Picture: ISTOCK
Picture: ISTOCK

Sibanye-Stillwater delayed R550m of capital expenditure at its South African gold and platinum operations because of the strong rand eroding profit margins, while its US platinum group metal (PGM) business underscored the benefits of the company’s strategy of geographical diversification.

A win for the group, which has mines in SA, Zimbabwe and the US, was the reduction in its debt metrics and compliance with its debt covenants, something that is under scrutiny by investors and analysts after the company loaded itself with R23bn of debt to fund the $2.2bn cash purchase of Stillwater Mining in the US last year.

Sibanye’s debt covenant metric — a ratio of net debt to adjusted earnings before interest, tax, depreciation and amortisation (ebitda) — fell to 2.4 times by the end of March from 2.6 times at the end of December. The US palladium and platinum operations made up 60% of the company’s adjusted ebitda.

The debt covenants stipulate the ratio may not surpass 3.5 times in the short term and 2.5 times in the longer term.

Debt reduction is foremost in management’s thinking and it is considering various options including streaming agreements and recycled inventory pipeline financing.

CEO Neal Froneman stressed that a rights issue was not among the options.

"An operational review under a sustained strong rand environment across group operations is well advanced," Froneman said.

Sibanye’s data for the first quarter’s performance did not include other financial metrics, which are reserved for the interim and full-year reporting periods.

The three gold mines in SA took the hardest hit from the stronger rand during the first three months of the year, while the local PGM business fared better because of stringent cost controls at its Rustenburg mines.

"Another solid operating performance by the South African and US PGM operations offset a challenging quarter for the South African gold operations, which were impacted by a lower average rand gold price and a number of safety related stoppages and operational disruptions," said Froneman.

Sibanye reported a 62% year-on-year drop in adjusted ebitda to R374m at its gold operations for the March quarter, from R991m before, mainly because of a 2% fall in the received rand gold price and a poor safety performance that resulted in the death of four employees at its mines during the period.

Operational problems included the collapse of power supply to its Beatrix gold mine in the Free State during a violent storm.

Gold output in SA fell to 291,500oz during the quarter from 330,100oz a year earlier.

The received price dipped to R507,719/kg from nearly R516,000/kg before. All-in sustaining costs rose to R513,829/kg from R493,872/kg.

Half of the decline in gold production came from the closure of the three unprofitable Cooke shafts late last year. The power problems at Beatrix, safety stoppages at Driefontein and Kloof following the fatal accidents, as well as reduced gold coming from dump retreatment operations accounted for the balance.

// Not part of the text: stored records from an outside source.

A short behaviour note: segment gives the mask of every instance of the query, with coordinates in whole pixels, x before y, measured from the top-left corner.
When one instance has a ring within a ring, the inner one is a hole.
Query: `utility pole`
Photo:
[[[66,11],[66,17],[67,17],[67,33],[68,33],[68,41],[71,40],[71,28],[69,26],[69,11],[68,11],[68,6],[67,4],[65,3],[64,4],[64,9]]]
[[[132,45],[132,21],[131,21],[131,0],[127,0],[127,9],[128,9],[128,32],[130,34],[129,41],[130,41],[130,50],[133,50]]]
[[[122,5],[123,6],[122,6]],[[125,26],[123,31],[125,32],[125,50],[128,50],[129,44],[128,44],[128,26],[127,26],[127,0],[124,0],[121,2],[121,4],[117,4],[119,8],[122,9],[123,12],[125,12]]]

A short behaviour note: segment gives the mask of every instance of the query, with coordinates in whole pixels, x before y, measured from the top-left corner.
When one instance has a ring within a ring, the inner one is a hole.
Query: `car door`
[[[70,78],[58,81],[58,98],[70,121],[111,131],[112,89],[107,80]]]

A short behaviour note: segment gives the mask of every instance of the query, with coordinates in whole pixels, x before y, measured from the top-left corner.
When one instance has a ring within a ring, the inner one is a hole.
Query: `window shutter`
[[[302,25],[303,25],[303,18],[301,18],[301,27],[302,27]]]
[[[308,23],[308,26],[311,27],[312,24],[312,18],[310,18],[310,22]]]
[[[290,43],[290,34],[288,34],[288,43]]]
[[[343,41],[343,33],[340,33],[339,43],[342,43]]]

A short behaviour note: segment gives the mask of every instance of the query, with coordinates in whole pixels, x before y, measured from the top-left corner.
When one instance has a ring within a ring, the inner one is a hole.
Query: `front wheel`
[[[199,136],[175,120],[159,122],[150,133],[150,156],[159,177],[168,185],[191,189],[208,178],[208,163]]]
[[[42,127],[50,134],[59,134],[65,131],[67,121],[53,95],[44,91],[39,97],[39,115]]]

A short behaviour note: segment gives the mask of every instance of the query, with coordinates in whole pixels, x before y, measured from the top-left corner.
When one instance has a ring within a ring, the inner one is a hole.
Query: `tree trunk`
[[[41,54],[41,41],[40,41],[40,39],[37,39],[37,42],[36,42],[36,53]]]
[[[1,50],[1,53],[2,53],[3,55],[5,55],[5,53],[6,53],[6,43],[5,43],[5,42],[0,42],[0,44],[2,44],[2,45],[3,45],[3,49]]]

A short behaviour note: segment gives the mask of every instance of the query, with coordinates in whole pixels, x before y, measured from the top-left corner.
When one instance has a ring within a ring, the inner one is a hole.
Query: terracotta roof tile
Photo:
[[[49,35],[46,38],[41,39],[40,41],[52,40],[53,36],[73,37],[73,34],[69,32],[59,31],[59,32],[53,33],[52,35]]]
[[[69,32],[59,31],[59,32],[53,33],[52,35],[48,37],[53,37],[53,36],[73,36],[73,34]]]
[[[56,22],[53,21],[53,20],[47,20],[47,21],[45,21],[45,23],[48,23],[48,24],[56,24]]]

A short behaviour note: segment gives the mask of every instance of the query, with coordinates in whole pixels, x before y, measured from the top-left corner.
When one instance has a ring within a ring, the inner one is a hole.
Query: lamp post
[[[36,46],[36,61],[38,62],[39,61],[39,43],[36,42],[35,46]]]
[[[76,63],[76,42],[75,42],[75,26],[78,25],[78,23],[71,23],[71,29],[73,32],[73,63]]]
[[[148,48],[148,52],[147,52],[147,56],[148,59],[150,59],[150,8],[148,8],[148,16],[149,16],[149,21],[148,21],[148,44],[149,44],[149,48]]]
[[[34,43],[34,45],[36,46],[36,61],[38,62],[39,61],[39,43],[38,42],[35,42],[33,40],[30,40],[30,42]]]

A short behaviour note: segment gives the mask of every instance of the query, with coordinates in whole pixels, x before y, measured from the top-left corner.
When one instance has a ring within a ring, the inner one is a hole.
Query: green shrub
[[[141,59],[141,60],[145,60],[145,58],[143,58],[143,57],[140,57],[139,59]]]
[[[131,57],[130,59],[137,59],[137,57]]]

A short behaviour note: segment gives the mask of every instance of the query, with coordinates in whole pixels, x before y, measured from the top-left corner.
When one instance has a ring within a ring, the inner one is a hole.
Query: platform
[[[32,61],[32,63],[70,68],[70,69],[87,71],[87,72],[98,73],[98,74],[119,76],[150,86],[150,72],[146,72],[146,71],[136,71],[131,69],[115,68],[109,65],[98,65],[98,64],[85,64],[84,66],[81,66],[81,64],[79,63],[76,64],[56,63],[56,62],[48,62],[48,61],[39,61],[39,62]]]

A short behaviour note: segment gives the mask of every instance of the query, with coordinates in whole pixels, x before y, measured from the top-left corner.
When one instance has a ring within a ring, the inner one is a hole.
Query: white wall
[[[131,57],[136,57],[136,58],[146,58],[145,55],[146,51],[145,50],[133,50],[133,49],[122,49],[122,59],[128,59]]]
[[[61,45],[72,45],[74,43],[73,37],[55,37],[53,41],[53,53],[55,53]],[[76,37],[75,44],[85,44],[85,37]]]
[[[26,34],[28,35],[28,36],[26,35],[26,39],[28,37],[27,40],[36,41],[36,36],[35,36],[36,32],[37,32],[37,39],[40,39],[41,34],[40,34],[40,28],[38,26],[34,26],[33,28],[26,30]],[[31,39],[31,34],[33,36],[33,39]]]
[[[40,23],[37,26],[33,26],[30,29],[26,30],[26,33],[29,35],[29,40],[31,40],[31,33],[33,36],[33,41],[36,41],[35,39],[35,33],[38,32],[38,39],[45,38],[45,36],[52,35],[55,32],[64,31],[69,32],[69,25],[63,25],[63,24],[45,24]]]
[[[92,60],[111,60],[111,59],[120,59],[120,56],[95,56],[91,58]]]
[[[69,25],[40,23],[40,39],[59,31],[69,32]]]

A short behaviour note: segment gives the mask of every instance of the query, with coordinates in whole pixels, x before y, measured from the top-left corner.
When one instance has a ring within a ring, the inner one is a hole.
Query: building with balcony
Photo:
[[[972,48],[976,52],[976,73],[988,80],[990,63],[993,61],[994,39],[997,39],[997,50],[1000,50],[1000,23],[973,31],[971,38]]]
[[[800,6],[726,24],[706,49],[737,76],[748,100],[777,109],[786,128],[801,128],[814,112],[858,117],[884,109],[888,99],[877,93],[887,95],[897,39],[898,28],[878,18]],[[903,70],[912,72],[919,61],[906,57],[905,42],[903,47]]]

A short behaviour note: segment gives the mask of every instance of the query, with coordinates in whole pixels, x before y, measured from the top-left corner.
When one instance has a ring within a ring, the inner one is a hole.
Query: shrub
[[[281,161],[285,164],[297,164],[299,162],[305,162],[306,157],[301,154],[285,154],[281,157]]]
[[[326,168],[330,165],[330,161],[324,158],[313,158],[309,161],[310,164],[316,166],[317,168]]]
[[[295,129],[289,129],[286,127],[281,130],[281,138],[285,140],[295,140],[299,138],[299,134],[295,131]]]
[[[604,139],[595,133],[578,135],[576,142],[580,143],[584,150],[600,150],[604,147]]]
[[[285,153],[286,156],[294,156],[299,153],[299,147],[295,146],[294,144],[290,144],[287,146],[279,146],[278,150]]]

Sibanye suspended R250m worth of capital expenditure at its Burnstone gold mine and Driefontein.

Sibanye kept its full-year gold production forecast intact at between 1.24-million ounces and 1.29-million ounces, at an all-in sustaining cost of up to R495,000/kg, pointing out lost output would be recovered during the balance of the year. The rand weakened to R12.60 against the dollar, from an average R11.96 in the first quarter.

The South African platinum mines generated 286,194oz of four platinum group metals, including gold, unchanged from a year earlier.

However, all-in sustaining costs fell by 4% to R10,186/oz. The mines posted adjusted ebitda of R258m, up from R220m a year earlier.

The received price for the four metals rose to an average R12,839/oz from R12,109/oz a year before.

Chrome production, which is a byproduct of PGM mining in SA, rose to 194,000 tonnes from 185,000 tonnes. Prices, however, fell to $223 a tonne from $370 a tonne.

Sibanye forecast the South African PGM mines would produce up to 1.15-million ounces of metal for the year at an all-in sustaining cost of R11,250/oz. It deferred R300m of planned capital expenditure.

The standout performance for the quarter was the US operation, with improved output coinciding with a higher PGM price in dollar terms.

The US mines produced 148,549oz of palladium and platinum, up from 147,046oz in the December quarter while all-in sustaining costs were kept at $632/oz.

The Columbus processing plant in Montana pushed through a record amount of 345,821oz of three platinum group metals during the quarter, with increased mined metal offsetting a small dip in recycled metal to 191,404oz.

The American operation is forecast to produce up to 610,000oz of palladium and platinum this year at an all-in sustaining cost of $680/oz.